Construction of the Salem project is planned to start in 2009, with completion targeted for 2011.

Winters said the state can’t afford to downsize the project or consider building a companion psychiatric facility north of Marion County, as requested by Taylor.

“When you start talking about going from 600 (beds) to 300, that would mean that you’d have 300 in Salem and you’d have to acquire land in Portland to do the other 300, plus what we’re doing in Junction City,” Winters said, referring to plans to build a 360-bed psychiatric facility in the Lane County city. “It just doesn’t cost out. We eliminated Portland because of the cost of land acquisition.”

Winters added: “The questions that she’s raising, those questions were vetted when we had the siting work done, looking at all the various options. So we’re way beyond that now.”

Clem, whose district includes the state hospital campus, credited Taylor with raising valid concerns about Salem receiving a disproportionate share of patient discharges from the hospital’s forensic program for the criminally insane.

Even though he did not support Taylor’s call for shifting the hospital location, Clem said he was pleased that she was able to express her views at Wednesday’s forum.

“For me, I was glad that she got a chance right in front of DHS to make her entire case,” he said. “I told her I would support her right to make her case, but I wasn’t going to be able to second guess the actual criteria used to make that (siting) decision. It seemed to me that the process was pretty good from a technical standpoint and examining the different sites and costs to the state.”

Courtney, a leader of the push for new psychiatric facilities, took a conciliatory tack in commenting on Taylor’s proposals for altering the state’s plans.

“We’ve worked on this for four years,” he said. “We will continue to work with all people to make sure that as we go ahead on construction of this incredibly important facility, we do it in a very sensitive and careful way to all persons involved — workers, patients, as well as neighborhoods and the community.”

Republican Rep. Kevin Cameron was the lone Salem legislator saying that he favored moving the hospital project to vacant state prison land in southeast Salem.

“Certainly from a state resource standpoint, I would think that it would be a more efficient way to go about this whole thing,” he said. “Then you’d turn some of that (hospital campus) property over to private industry if they wanted to take on the expense to remodel it, keep it as an historical thing or turn it into a small community.
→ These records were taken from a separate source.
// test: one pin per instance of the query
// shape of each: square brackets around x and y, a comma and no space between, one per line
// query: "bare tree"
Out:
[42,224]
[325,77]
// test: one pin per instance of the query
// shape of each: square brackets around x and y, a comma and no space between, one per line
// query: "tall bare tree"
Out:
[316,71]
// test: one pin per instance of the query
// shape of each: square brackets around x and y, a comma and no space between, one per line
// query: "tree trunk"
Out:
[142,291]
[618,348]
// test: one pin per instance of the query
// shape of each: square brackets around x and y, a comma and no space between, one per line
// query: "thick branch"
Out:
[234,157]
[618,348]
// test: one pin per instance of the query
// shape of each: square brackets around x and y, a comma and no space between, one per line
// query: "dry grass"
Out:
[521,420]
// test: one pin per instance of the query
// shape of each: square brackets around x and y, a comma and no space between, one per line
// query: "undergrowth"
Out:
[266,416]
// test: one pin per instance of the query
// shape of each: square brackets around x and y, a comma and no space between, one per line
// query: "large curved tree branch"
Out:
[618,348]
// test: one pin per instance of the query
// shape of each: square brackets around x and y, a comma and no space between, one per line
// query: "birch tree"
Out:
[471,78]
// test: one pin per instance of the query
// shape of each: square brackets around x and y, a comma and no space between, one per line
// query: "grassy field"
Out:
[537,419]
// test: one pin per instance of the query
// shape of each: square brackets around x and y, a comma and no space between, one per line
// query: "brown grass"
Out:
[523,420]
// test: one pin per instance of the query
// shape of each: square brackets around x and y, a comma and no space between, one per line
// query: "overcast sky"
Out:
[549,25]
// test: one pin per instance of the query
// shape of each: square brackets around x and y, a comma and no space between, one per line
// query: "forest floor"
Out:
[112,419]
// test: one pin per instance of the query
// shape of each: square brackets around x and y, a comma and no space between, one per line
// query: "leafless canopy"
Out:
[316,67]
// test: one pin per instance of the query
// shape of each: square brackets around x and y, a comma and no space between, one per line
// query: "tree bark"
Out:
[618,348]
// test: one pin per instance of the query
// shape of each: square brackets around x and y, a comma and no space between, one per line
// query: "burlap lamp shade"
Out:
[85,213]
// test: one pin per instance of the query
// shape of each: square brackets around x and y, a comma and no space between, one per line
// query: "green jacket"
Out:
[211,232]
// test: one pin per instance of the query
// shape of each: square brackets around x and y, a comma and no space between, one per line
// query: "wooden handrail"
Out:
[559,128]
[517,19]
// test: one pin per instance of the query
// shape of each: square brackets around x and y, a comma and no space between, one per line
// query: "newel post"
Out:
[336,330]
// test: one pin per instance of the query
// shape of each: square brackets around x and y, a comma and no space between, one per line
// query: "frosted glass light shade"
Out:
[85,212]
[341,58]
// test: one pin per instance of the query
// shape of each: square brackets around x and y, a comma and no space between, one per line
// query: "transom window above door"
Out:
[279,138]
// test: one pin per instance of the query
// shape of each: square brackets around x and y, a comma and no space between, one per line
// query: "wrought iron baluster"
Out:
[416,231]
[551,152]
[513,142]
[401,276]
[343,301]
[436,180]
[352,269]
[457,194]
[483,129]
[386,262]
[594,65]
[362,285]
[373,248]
It certainly would help the city out, as well.”

Is it too late to shift the location of the much-needed hospital replacement project?

“Obviously, a shovel has not been moved,” Cameron said. “Are you too late in the game as long as a shovel hasn’t been moved?”

In dropping her call for the state to shift the project to the undeveloped Department of Corrections property, Taylor said she learned Thursday that the site was being “reserved for a new Corrections facility.”

The DOC property is situated near three existing state prisons, the Marion County jail and Corban College.

Although the vacant property has been earmarked for possible future use, state prison officials have not announced any plans — short term or long term — for constructing a prison there.